Labels containing * or ! #1047

TauPan · 2024-02-13T14:15:32Z

TauPan
Feb 13, 2024

Hello!

For our application we're accepting domain names that are not mentioned in the public suffix list and in the first implementation we've overlooked that the specification requires that the rules as well as the looked up domains need to be normalized (see https://github.com/publicsuffix/list/wiki/Format#formal-algorithm ).

I thought maybe I could use dns.name to normalize both parts but I'm running into problems with the exception rules, which can start with an exclamation mark, which is not considered part of the domain.
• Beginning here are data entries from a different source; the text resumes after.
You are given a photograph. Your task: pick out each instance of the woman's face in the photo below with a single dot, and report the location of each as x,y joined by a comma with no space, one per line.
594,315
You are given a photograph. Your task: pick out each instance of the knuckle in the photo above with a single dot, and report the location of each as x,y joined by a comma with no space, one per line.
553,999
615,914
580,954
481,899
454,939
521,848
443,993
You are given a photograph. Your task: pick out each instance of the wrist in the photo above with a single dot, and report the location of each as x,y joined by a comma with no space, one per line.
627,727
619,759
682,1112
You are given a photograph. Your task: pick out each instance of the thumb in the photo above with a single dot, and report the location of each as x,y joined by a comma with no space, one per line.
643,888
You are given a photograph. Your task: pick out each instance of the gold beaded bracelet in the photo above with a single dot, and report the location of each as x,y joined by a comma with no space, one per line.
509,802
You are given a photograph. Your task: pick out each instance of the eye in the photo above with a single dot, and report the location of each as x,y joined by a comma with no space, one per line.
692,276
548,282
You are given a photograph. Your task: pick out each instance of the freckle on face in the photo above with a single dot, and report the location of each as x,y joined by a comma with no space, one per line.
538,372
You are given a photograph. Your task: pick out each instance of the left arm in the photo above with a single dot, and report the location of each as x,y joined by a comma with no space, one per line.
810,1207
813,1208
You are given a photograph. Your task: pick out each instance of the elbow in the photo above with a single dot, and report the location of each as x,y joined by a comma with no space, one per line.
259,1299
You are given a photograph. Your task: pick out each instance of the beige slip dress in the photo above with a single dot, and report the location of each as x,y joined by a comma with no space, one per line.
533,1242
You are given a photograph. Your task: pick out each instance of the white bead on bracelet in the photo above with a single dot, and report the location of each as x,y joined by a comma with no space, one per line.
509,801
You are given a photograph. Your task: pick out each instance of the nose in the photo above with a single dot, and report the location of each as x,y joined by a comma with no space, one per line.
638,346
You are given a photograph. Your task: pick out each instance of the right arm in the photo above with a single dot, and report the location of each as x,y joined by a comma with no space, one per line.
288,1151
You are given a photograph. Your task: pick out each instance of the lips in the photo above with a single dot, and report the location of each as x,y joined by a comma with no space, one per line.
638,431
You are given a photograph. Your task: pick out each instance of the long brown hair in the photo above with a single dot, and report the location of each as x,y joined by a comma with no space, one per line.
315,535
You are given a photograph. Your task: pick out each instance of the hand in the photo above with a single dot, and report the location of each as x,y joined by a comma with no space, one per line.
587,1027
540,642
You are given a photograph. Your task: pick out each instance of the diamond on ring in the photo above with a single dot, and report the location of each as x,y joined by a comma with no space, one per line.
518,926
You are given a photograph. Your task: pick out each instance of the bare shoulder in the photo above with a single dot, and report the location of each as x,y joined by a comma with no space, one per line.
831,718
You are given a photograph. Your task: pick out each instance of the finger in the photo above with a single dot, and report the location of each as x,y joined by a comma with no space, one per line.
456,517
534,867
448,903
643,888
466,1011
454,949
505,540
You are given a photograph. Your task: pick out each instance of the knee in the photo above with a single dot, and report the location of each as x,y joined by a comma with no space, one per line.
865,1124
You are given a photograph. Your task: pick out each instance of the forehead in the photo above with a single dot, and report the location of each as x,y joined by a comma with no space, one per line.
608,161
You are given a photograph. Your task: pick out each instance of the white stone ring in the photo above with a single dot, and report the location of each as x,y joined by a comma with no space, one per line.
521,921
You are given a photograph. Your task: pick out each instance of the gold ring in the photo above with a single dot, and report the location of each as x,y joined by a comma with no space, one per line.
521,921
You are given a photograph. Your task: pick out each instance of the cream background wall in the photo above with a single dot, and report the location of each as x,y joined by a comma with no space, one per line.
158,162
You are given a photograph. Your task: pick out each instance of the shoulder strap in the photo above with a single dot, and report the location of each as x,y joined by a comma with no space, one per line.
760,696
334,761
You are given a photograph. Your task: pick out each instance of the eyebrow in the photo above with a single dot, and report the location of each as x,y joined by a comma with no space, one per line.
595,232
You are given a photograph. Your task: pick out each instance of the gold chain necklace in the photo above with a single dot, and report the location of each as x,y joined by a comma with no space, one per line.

So in the fake public suffix list for testing purposes we may have these entries:

*.wildcard
!exception.wildcard
nörmalizes
!denörmalizes.wildcard

And a first implementation of normalizing rule entry and lookup:

import os

from django.conf import settings
import dns.name


class PublicDomainSuffixList():
    def __init__(self, data_path=None):
        if data_path is None:
            data_path = settings.SIS_DOMAINS_PUBLIC_SUFFIX_FILE
        self.data_path = data_path
        with open(self.data_path) as data_file:
            self.data = [normalize_rule(line.split(" ")[0]) for line in
                         data_file.read().splitlines()
                         if line.strip() and not line.startswith("//")
                         ]

    def has_domain(self, raw_domain):
        """Checks for an exact match in the list of defined domains"""
        domain = normalize_domain(raw_domain)
        return domain in self.data or (
            "." in domain
            and f"*.{domain.split('.', 1)[1]}" in self.data
            and f"!{domain}" not in self.data)


def normalize_rule(line):
    domain = line
    prefix = ''
    # dns.name.from_text refuses to handle unicode labels beginning
    # with '!', which to my understanding should be legal in the
    # public suffix list and may even make sense.
    if line.startswith('!'):
        prefix = '!'
        domain = line[1:]
    return prefix + normalize_domain(domain)
# (Fortunately we do not need a special case for wildcards, as those
# are complete labels which dns.name just ignores.)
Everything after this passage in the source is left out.